I think were gonna get out there around 6:00 pm sat and stay intill midday sunday. I know were gonna catch a cobia for sure because cdog is heading down south.


----------



## the rhondel (Feb 6, 2003)

Yeah...with Cdog downsouth the word is out and they'll be jumpin on the piers allover the bay .We'll be gettin em this weekend.Bet its Sun or Mon... the R


----------



## Bigblock (Dec 24, 2002)

BUDLIGHT AND I MAY VENTURE Saturdaynight if the rain goes away. We are also considering fishing Buckroe ( shallower water thats just a tidbit warmer) anyway we will seeya soon at seagul for sure.

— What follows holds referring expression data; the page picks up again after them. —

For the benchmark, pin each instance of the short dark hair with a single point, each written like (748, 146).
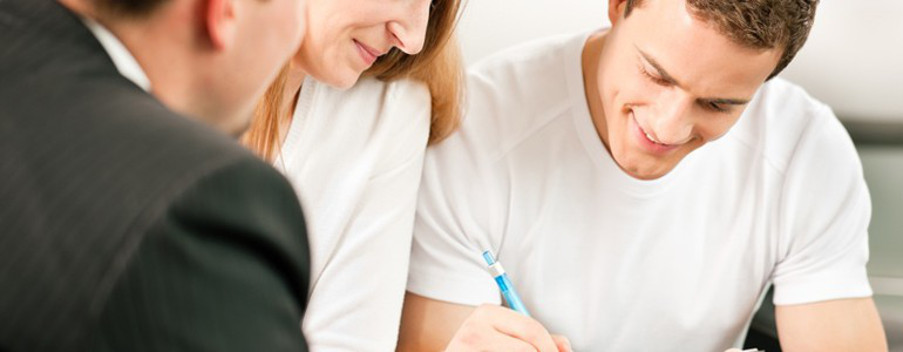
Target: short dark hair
(758, 24)
(132, 8)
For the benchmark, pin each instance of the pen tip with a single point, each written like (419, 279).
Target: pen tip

Plase tell James that I am still trying to find him a place to run them dogs.
Bigblock


----------



## *BRANDON* (Dec 2, 2001)

BB Remember the whole goat thing from last year!!! You and budlight should comeout there sat night the rain is gonna end sat morning and sunday is gonna be sunny with a high around 81. We thought about hitting buckroe but theres no sharks to catch and the T is open to anyone.


----------



## Bigblock (Dec 24, 2002)

Baa baa baa.Yea I remember sorry it went so far. I will try to convince him to go but I think he realy wants to fish buckroe tomarrow, but if there are biters around at night you will see at least me there. Tell flatline to get his own frenchfries  .I looked at the forcast and the wind is going to be blowing 15 to 25 on sat out of the NE to NW swithching to E sat night 5 to 10. If I dont see ya maybe next week.
Bigblock

Always keep your bacon shakin and never let your meat loaf.


----------



## Cobia Seeker (Mar 19, 2002)

Ya'll let us know how you do. I can't go this weekend but am going somewhere next week sometime.


----------



## *BRANDON* (Dec 2, 2001)

Hey Scott Check you PM.


----------